In 1987, Monticello was declared a World Historical Site, the only private home in America to receive that designation. The house is full of innovative and even eccentric features. The entrance hall features a unique clock, designed by Jefferson and re-creations of items collected by Lewis and Clark on their expedition. Upon the recommendation of artist Gilbert Stuart, the floorcloth is painted grass green to continue the sense of the outdoors inside the house.
Monticello appears to be larger than it is. Jefferson dispensed with much of the usual furniture, the dining room table was erected only at mealtimes, and beds were built into alcoves cut into thick walls that contain storage space. Jefferson’s bed opens to two sides: to his cabinet (study) and to his bedroom (dressing room).
The north wing has a dumbwaiter incorporated into the dining room fireplace. and two guest bedrooms. The gardens are extensive and include many plants that Jefferson imported from Europe.
Monticello is open seven days a week from 8 a.m. to 5 p.m. Tickets are $15 for adults; $8 for children 6-11 (free for those under 6).
Next stop, a little further on down the road, is Ash Lawn-Highland Plantation, home of James Monroe. Ash Lawn-Highland is an historic house museum, a 535-acre working farm, and a performing-arts site.
President James Monroe and his wife, Elizabeth Kortright Monroe of New York, owned Ash Lawn-Highland from 1793 to 1826 and made it their official residence from 1799 to 1823.
Ash Lawn-Highland continues the tradition begun by the Monroes of welcoming friends, neighbors, dignitaries, and visitors. It is the scene of meetings, parties, picnics, a summer music festival, and a variety of special events, according to Ash Lawn-Highland literature. It continues to provide an authentic view of 19th-century life for our many other visitors through examples of Early American and Victorian architecture, decorative arts from those periods, and craft demonstrations on the grounds.

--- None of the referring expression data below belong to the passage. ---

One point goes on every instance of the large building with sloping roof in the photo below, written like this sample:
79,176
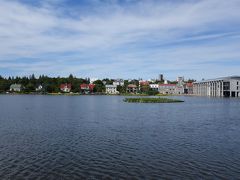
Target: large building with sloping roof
220,87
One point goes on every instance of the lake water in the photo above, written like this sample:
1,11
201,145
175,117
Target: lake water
102,137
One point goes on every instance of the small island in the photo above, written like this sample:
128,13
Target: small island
151,100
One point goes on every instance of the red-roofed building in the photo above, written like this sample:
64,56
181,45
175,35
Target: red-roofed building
188,89
86,88
132,88
143,86
167,88
65,87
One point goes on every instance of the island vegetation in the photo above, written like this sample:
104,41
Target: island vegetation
151,100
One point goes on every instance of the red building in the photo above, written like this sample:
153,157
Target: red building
65,87
86,88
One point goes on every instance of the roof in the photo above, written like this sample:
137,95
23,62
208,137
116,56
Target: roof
111,86
65,85
15,86
167,85
84,85
220,79
144,83
132,86
189,84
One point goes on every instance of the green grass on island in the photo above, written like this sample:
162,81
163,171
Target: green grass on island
151,100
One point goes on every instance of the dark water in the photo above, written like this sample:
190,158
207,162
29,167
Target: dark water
102,137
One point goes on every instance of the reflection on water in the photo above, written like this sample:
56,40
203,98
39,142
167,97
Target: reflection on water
95,137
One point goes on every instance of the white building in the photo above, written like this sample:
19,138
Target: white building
118,83
16,87
39,88
111,89
154,87
222,87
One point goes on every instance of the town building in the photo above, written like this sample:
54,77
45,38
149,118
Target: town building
65,87
87,88
132,88
16,87
167,88
39,88
160,77
188,88
154,87
221,87
111,89
143,86
118,82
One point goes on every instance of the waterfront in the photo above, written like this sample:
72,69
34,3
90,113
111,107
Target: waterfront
72,137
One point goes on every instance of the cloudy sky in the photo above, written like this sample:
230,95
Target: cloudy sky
120,38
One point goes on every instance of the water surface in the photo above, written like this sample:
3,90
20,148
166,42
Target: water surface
96,137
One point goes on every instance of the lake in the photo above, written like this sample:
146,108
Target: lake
102,137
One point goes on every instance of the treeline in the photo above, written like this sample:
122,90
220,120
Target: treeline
50,84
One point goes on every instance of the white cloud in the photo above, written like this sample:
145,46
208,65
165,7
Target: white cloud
123,34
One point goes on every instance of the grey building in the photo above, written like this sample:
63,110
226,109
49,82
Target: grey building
16,87
221,87
111,89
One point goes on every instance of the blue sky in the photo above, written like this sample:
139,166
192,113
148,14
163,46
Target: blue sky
120,38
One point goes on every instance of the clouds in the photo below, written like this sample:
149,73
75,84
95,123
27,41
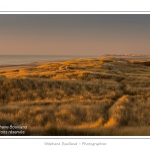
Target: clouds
74,34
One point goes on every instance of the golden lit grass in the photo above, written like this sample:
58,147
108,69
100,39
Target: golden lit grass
105,96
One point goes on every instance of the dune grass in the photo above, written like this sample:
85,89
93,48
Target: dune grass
106,96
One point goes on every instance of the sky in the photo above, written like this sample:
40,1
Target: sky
74,34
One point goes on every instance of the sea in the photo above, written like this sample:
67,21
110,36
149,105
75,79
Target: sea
25,59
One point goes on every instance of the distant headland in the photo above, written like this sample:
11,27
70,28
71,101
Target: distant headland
127,55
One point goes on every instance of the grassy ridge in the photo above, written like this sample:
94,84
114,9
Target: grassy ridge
106,96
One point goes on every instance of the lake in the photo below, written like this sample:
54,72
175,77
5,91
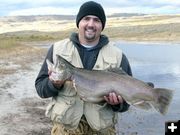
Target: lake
158,63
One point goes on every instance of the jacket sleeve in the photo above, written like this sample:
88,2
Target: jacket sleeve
127,68
43,85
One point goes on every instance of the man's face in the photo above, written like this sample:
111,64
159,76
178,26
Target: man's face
90,28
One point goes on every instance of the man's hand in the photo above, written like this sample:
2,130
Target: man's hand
53,79
113,99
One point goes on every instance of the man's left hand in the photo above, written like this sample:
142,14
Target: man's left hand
113,99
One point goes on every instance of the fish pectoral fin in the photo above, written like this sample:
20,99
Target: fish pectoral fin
142,104
116,70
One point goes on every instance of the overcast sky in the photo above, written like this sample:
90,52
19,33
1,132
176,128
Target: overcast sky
70,7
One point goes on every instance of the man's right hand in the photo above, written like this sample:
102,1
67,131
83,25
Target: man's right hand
53,78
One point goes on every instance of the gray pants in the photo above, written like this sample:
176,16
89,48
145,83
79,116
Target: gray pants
83,129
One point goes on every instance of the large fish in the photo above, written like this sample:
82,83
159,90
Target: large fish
93,85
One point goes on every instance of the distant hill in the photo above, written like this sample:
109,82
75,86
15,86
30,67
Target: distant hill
126,14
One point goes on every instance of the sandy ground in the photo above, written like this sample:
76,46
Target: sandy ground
21,110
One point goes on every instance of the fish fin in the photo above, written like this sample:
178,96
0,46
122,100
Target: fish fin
116,70
143,105
163,99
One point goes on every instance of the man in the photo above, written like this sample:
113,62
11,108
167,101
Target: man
90,50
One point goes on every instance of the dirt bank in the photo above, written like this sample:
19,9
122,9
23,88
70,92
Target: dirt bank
22,111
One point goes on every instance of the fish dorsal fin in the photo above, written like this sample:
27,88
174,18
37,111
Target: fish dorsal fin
116,70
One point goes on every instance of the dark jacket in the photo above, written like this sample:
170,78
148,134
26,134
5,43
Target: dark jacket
88,57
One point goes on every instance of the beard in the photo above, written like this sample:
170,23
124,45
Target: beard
90,34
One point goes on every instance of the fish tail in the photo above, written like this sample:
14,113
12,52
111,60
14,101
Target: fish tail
163,99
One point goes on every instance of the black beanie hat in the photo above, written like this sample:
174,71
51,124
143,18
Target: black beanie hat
91,8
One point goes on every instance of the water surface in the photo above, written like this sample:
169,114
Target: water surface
158,63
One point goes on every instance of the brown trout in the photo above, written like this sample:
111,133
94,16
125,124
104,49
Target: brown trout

The plantation offers workshops in candle-making, rope-making, colonial games, tin lantern-making, paper-quilling, and ornament-making, as well as a class in archeology and one in open-hearth cooking. Hours are 9 a.m. to 6 p.m., seven days a week; admission is $10 for adults, $9 for seniors, and $5 for children 6-11.
Take 29 back into Charlottesville and follow the signs to Jeffersons beautifully designed University of Virginia. Park the car and stroll along the street opposite the campus, a bustling avenue filled with shops, restaurants and coffee emporiums.

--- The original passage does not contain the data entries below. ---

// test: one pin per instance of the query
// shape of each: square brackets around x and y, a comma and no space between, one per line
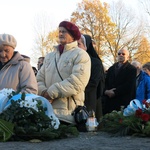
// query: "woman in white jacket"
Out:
[74,66]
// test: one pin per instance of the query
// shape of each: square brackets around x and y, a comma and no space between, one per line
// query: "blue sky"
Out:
[18,18]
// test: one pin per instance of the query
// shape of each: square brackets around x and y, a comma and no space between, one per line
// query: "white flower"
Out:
[29,103]
[6,91]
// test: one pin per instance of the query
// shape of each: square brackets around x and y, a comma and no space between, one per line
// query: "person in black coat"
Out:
[95,86]
[120,83]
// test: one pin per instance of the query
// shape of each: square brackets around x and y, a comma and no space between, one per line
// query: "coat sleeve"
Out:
[28,83]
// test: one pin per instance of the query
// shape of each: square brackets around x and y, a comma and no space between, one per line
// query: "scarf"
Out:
[61,48]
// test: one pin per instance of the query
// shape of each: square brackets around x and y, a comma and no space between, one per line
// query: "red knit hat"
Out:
[71,28]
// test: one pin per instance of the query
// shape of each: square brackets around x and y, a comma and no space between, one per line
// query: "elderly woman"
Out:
[65,73]
[15,70]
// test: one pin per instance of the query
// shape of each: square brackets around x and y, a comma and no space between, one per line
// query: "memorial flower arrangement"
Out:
[133,120]
[28,116]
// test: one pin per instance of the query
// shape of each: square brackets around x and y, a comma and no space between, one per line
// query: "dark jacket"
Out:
[143,88]
[95,86]
[125,83]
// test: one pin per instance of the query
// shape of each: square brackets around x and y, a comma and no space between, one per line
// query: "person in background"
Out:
[142,82]
[35,70]
[65,73]
[15,69]
[146,68]
[40,62]
[120,83]
[95,86]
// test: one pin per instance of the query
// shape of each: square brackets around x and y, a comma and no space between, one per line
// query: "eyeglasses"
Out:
[121,54]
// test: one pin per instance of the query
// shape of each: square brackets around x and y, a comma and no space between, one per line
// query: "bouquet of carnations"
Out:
[29,116]
[133,120]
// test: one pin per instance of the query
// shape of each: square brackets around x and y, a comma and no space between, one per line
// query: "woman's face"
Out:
[146,71]
[64,36]
[6,53]
[81,45]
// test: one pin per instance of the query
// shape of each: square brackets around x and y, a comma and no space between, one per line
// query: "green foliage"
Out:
[27,123]
[120,125]
[6,130]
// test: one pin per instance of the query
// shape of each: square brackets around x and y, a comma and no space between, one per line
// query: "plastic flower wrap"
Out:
[28,116]
[133,120]
[132,107]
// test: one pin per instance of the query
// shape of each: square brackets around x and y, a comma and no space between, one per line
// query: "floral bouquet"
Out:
[133,120]
[29,116]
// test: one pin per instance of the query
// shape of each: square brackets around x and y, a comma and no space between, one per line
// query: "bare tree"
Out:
[128,29]
[41,28]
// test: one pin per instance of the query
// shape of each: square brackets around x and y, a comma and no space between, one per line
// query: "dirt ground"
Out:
[85,141]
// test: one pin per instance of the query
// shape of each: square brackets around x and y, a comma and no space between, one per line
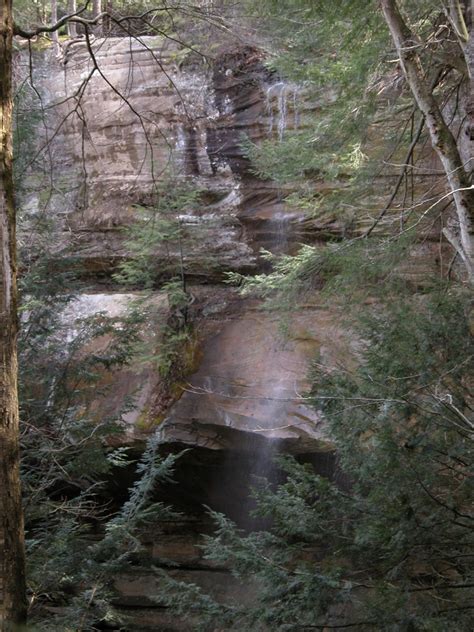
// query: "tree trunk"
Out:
[442,139]
[97,10]
[71,26]
[54,19]
[12,561]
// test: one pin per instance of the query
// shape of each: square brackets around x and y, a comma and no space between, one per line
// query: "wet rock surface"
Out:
[245,398]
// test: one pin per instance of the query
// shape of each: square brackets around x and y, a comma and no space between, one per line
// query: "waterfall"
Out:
[279,96]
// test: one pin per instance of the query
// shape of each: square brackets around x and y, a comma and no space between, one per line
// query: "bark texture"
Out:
[71,26]
[442,139]
[12,562]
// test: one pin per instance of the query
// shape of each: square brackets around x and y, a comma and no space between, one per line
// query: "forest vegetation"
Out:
[379,166]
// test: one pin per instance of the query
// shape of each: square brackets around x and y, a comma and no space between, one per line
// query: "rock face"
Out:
[136,114]
[121,123]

Cross to the campus and admire the magnificent rotunda, the lawns, and the beautiful gardens.
Finally, head for the Downtown Mall. Ask for directions at or near the university, if you are driving. Trolley service is also available to and from the university. Covering seven blocks, the mall is closed to traffic. It is filled with small gardens, fountains, strolling musicians, outdoor eating places, more than 30 restaurants and 120 shops: book stores, antique and art dealers, fanciful clothes, glitzy jewelry. Have a late afternoon coffee or an early evening cocktail at one of the many outdoor tables and watch the pedestrian traffic.
The mall also has an ice palace, a Discovery Museum for children, and the newly opened Charlottesville Pavilion, where you can sit on the lawn and listen to such musical superstars as Bonnie Raitt, Willie Nelson, and Loretta Lynn.

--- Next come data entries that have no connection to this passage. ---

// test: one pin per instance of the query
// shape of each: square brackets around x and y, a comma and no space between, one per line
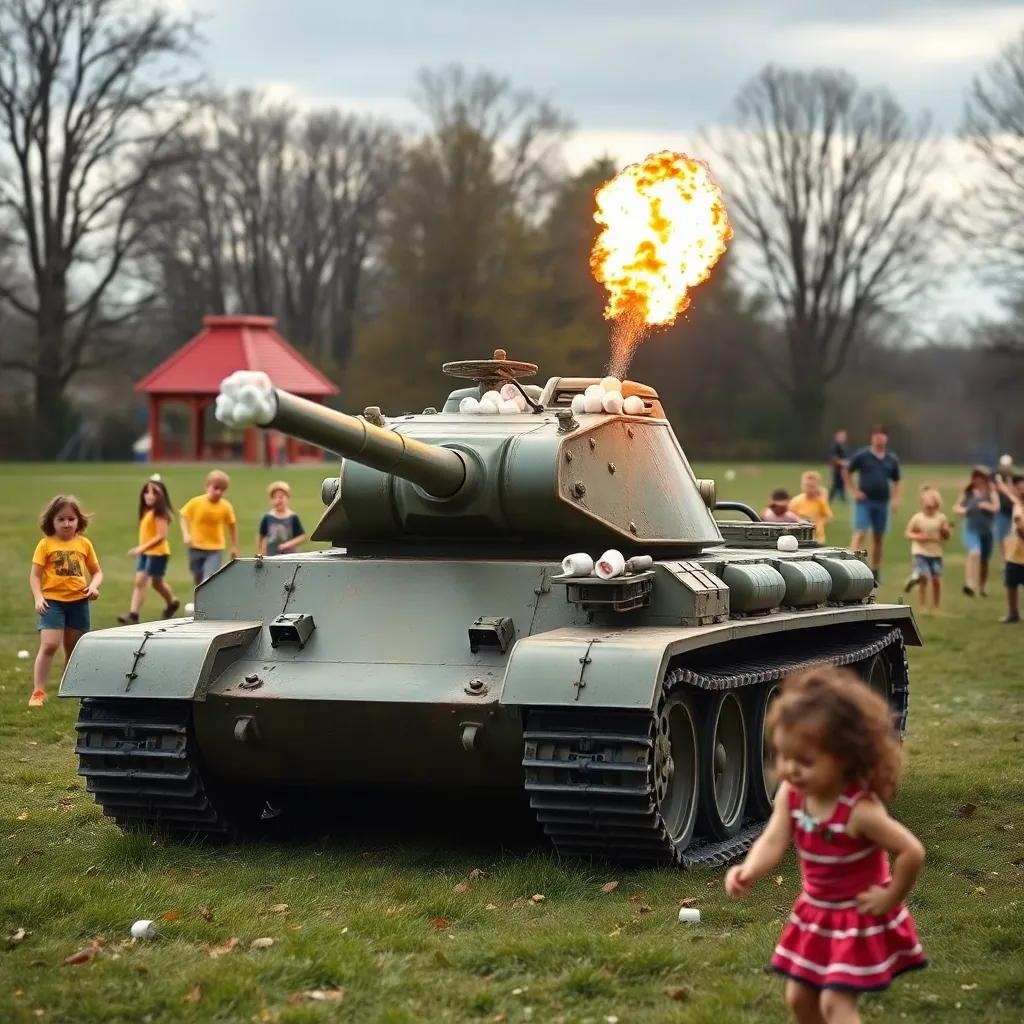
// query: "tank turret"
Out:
[540,468]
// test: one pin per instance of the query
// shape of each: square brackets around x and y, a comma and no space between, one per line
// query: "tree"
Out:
[90,94]
[271,213]
[461,259]
[826,186]
[993,217]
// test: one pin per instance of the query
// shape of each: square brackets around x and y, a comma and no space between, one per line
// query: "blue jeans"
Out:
[203,564]
[153,565]
[873,516]
[66,615]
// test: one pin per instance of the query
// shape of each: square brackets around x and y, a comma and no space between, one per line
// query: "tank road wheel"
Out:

There are a multitude of food options. If you dont want to spend a lot, try Ragazzis Italian Restaurant on U.S. 29 (youll pass it on the right as you head for the bypass and Monticello.) This is not great cuisine, but its more than passable for the money, the service is excellent, and it has nice touches, like hot bread sticks and a huge bowl of mixed salad served up with individual chilled bowls.
On the other end of the spectrum, for a really big bash, try the Boars Head Inn. Part of a luxurious resort, the dining room is elegant, with old wood paneling and fireplaces. With waiters decked out in spiffy red jackets, the food is always good and sometimes superb. The Sunday Brunch is especially memorable, though at $28, it’s not cheap.